Mom, can teenagers drink coffee?
-my 5yo, planning ahead
Why couldn’t the cyclops spell Hawaii?
Because it requires two i’s.
I shortened the rope on the bucket used to collect the village’s water. Didn’t go down well.
[lips on a snake]
WIFE: what are you doing?
ME: getting rid of the poison
WIFE: you’re supposed to suck your own bite
SNAKE: leave him alone
Man on train saying he’s in back-to-back meetings all day, I suggested trying face-to-face meetings. He left without thanking me.
Establish dominance on Halloween by eating your neighbor’s jack-o-lanterns.
Damn you Jehovah’s, suckered me in to opening my door. Sure,I’ll read your literature, while you read my twitter. We’ll see who converts who
doctor: how are u
me: good
doctor: my wife left thanks for asking
Jesus saves. Often. Because even he knows Microsoft Word is a piece of shit.
Why is he not as excited to meet me? 🙁
True
Let’s move on now. if I had a pound for every time I heard a Brexit joke this week I’d nearly have a Euro.
Me: the cords are tangled.
Brain: pull at them.
Me: shouldn’t I just untangle them?
Brain: pull at them violently.
my fairytale would be called the princess and the pea sized bladder.
Norwegian chickens be like Bgårk
me: What? A lot of people launch shopping carts across parking lots
wife: Yeah but they take the kid out first!
son *screaming*
ME: I always get so nervous on flights. Like I know it’s supposed to be safe, but I just don’t understand how something so heavy can stay in the air, you know?
CO-PILOT: The speaker’s still on, Captain.
Tired of dating apps. I will now be using a ouija board
My son gave me a list of things he’d like in his Easter basket.
This isn’t Christmas, kid.
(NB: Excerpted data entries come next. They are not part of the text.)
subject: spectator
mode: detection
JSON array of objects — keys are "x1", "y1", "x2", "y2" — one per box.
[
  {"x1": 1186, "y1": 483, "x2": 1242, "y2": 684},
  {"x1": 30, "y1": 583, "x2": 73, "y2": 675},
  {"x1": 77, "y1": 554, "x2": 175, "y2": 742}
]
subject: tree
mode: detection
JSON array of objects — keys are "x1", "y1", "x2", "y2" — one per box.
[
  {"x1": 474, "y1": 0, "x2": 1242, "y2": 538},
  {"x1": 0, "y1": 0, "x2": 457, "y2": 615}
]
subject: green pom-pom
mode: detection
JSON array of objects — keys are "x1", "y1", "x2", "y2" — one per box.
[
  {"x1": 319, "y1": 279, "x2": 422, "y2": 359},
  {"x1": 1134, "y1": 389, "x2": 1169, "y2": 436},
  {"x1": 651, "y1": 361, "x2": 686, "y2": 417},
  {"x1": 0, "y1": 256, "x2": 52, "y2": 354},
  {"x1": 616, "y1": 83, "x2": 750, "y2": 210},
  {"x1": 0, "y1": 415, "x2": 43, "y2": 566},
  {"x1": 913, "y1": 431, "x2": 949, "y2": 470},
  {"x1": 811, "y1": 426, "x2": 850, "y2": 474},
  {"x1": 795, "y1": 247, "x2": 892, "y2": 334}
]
Do you want a chocolate bunny or not?
you guys all say you hate lawyers until you need our help navigating the extremely burdensome and unforgiving system we designed
Therapist: How do you two keep the romance alive?
Me: I left him a message in red lipstick on the bathroom mirror last night.
Husband: It said REDRUM.
Shampoo bottles are more dramatic than little brothers. Like I barely touched you! Why did you fall down!?
Me: No guts, no glory.
Skeleton: Wow, I’m like right here.
Whenever I’m asked if I have any food allergies or intolerances I answer that I should be fine as long as the secret ingredient isn’t love. Nobody has ever once been amused by this. I will never stop.
Was testing the fire alarms in the house, and all the kids wandered out of their bedrooms thinking dinner was ready.